Looking to the year ahead, we are all eagerly anticipating the new food and beverage trends that will emerge. Here’s a few that we’re placing our bets on.

Experiential Catering

There’s been an emphasis on the desire for experiential outings, whether in travel, food or shopping. As far as food and beverage, in 2018 there will be more businesses capitalizing on this, showing how food is made before it reaches the customer. The Drake Hotel in Toronto already offers an opportunity to watch your pasta become dough, then noodles and then get cooked in a cheese bowl. You read that right—a cheese bowl.

Classic Remodel

Putting a spin on nostalgic dishes such as veggie crudite on ice with sunflower seed hummus and hemp oil dip, or vegan twists on comfort classics, including chickpea meatloaf and cauliflower mac ‘n’ cheese, is trendy as the desire for comfort food peaks.

Barbecue Re-dos

Expect mashups of cultures and meats that make barbecue anything but basic. Look for Korean, Jamaican and Caribbean influences in classic wings and ribs.

Going on the ’Gram

The better the food, the better the Instagram photo? Probably. While 2017 was the year of unicorn-themed food, in 2018 chefs will tap even deeper into the power of visually appealing food that can double as marketing images on social media. Color was all the rage in 2017, but texture is predicted to be the most photo-worthy trend of 2018. Think chewy beverages, and even more cotton-candy-fluff-topped treats.

Nontraditional Tacos

Expect your tacos to get loco fillings this year by pulling from many international influences. Keep an eye out for Korean kalbi, fried Italian peppers, Mediterranean lamb, harissa and Japanese uni seaweed in your next taco.

Food Walls

Food walls, another Instagram-friendly trend, will be appearing all over. Eatertainment recently offered a rosy ombre macaron peg wall, with vanilla, rose, cotton candy, grapefruit cayenne and Peruvian chocolate flavors.

Nostalgia 2.0

Kid-like wonder meets adult taste buds in this trend of rebooting childhood classics such as ice cream, with booze infusions. And as the ’90s just keep coming back, expect food infused with Pop Rocks and Gushers-inspired cocktails making a #phat comeback.

Chicken Not so Little

Arguably the most versatile meat of all, chicken will find itself taking center stage in 2018, showing up in affordable fried chicken sandwiches, at food trucks and in fancy dishes.

Fine Casual Dining

This Shake Shack-inspired trend shows no signs of going anywhere any time soon.
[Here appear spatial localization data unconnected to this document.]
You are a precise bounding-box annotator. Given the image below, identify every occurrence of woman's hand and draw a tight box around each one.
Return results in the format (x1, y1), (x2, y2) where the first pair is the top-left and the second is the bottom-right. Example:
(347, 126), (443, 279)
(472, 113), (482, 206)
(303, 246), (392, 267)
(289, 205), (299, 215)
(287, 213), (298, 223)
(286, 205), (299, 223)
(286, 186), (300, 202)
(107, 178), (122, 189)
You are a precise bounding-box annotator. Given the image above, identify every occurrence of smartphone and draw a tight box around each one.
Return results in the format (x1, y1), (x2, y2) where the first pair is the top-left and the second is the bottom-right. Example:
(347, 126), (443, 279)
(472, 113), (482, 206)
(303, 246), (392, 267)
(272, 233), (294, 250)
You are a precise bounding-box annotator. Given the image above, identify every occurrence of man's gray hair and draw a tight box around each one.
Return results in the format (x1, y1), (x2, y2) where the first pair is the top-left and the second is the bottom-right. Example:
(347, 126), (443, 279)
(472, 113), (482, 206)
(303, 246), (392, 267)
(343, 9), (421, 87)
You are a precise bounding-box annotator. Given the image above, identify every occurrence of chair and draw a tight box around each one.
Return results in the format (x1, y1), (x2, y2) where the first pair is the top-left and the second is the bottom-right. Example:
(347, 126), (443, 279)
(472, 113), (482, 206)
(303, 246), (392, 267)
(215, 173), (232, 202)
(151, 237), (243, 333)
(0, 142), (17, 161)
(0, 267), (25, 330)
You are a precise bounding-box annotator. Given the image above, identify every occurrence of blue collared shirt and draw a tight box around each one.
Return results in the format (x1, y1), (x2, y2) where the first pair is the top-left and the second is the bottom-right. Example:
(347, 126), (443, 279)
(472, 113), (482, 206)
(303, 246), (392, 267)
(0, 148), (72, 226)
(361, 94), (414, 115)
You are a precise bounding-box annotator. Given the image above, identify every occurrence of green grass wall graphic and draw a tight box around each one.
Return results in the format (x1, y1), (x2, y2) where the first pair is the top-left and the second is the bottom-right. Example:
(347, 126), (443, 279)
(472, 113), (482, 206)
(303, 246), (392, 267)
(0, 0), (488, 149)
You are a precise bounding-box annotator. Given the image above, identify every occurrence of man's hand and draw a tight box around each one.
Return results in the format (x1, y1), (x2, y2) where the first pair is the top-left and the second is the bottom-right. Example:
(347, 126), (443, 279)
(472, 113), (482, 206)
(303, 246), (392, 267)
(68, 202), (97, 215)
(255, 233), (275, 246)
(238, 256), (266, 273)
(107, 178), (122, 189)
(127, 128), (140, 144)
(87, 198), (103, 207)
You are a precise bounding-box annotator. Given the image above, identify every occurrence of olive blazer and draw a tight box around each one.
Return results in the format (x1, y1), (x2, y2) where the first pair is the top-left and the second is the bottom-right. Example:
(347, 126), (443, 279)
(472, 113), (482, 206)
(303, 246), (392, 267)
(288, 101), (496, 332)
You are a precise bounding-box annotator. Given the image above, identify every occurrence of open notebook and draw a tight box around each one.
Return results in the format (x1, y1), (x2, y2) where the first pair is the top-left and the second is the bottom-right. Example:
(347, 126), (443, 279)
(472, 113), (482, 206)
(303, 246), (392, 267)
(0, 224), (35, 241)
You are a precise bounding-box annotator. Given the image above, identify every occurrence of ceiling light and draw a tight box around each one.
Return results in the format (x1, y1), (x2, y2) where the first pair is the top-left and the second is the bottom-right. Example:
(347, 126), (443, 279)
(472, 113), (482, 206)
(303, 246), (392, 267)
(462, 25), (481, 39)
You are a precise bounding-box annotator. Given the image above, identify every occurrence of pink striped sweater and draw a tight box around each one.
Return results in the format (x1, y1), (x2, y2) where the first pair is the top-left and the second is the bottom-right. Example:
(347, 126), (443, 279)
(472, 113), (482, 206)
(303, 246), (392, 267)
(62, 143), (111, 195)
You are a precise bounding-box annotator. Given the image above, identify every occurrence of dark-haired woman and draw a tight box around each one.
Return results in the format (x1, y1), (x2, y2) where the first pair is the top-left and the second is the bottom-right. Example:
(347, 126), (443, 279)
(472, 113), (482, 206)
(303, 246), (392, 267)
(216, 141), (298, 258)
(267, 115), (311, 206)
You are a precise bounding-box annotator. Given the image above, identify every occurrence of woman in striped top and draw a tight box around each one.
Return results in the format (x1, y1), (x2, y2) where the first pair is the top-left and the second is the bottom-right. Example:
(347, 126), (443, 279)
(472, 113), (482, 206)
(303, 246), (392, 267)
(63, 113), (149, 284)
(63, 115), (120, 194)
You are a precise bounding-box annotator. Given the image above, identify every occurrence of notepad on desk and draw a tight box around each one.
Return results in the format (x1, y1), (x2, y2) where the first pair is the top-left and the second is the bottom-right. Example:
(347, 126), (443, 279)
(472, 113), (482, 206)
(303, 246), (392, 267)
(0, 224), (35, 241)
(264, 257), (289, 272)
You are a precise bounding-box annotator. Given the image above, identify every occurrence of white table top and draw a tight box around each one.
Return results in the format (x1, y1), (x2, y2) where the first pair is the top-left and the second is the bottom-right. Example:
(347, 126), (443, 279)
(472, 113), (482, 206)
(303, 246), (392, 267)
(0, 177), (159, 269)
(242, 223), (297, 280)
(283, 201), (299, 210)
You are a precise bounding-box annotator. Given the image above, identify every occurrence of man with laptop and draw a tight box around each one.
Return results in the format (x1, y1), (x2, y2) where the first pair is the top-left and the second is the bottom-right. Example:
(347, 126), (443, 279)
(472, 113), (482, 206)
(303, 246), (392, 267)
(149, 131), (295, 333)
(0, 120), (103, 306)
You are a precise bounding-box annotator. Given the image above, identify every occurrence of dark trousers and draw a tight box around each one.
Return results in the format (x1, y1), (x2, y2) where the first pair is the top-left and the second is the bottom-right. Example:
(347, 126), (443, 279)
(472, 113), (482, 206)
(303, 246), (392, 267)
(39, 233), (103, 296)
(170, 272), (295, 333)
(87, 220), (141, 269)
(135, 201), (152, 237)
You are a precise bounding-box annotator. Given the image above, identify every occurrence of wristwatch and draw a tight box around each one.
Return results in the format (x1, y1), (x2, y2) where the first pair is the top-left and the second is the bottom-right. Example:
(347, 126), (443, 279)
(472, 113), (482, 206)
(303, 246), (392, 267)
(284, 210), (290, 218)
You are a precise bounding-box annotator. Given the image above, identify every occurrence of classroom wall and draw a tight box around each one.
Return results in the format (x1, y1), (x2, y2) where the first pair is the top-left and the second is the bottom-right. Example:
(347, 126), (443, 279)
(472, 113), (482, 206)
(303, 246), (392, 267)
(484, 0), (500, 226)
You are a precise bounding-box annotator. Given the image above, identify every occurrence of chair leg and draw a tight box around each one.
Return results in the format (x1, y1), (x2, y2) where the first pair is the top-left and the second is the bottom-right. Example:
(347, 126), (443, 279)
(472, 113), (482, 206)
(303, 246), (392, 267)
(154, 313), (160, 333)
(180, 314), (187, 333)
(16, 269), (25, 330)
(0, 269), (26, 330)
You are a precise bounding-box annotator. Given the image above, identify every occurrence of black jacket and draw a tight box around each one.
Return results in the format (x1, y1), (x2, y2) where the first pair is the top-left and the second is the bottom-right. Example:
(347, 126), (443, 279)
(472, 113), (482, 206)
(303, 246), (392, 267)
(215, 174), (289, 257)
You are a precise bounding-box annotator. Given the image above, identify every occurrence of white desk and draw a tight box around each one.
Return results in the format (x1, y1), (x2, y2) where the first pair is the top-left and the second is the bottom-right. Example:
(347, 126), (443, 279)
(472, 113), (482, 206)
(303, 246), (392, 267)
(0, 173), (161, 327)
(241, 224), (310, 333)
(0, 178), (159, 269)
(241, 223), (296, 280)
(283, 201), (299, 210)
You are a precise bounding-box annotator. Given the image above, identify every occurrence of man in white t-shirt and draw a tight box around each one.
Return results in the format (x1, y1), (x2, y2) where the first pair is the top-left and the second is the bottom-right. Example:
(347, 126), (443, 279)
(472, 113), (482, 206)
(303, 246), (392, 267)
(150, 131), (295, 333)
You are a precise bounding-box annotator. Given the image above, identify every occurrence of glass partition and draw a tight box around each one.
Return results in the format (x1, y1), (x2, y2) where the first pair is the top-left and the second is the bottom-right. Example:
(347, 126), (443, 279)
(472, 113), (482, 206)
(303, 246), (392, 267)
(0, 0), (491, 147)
The New York City-based restaurant chain is one of the leaders in the ongoing East versus West competition also involving In-N-Out Burger, based in Irving, California. People are demanding the high quality and low price that both spots provide. Health food chain Amy’s even opened a healthy fast-food restaurant in Southern California earlier this year to get in on the game.

Creative Food Repurposing

With the documentary Wasted! detailing just how much food in wasted unnecessarily each year—and how half of America is going hungry—restaurants and caterers are realizing they need to find new ways to use all of the produce they have. Expect stems, shells and leaves to pop up creatively in dishes in 2018.

Vegetable Entrees/Plant-based Meals

They continue to spread as the vegan population rises. It began with the Impossible Burger, a meatless burger that still looks and tastes like meat. With many more vegan products hitting shelves in 2017, the plant-based diet became less of a fad and more of a staying concept. Expect plant-based meals to become more widespread in 2018.


Yeah, pizza is in fact a trend for 2018. Specifically, and coinciding with The Motor City’s growing millennial population, Detroit-style pizza is set to take off in 2018.

High-end, Alcohol-free Drinks

Call it the La Croix affect, but there is a growing desire for high-end drinks, minus the booze. Flavors, bubbles and booze-free drinks are ready and waiting to be sipped to your heart’s content.


Meal kits took off in 2017, as they gave consumers hassle-free meals each week for a set price. Blue Apron includes eight meals each week, and customers can pick the three they like to have delivered that week. Blue Apron always has at least three vegetarian options, and provides an optional wine subscription with your box. Customers crave that sense of things made just for them, so watch for personalization to continue to rise in 2018.

One-Item Restaurants

They saw overwhelming success in 2018, from bacon-centric spots to strictly fro-yo joints. Expect more item-specific places to open in 2018. Unicorn cafes and kitten cafes have already proved successful as well, so who knows what’s next?

East Indian Street Food

 We’re excited about this one. Look out for curry fries, tandoori chicken on a stick and more as Indian food works its way out of restaurants and homes, and onto city streets.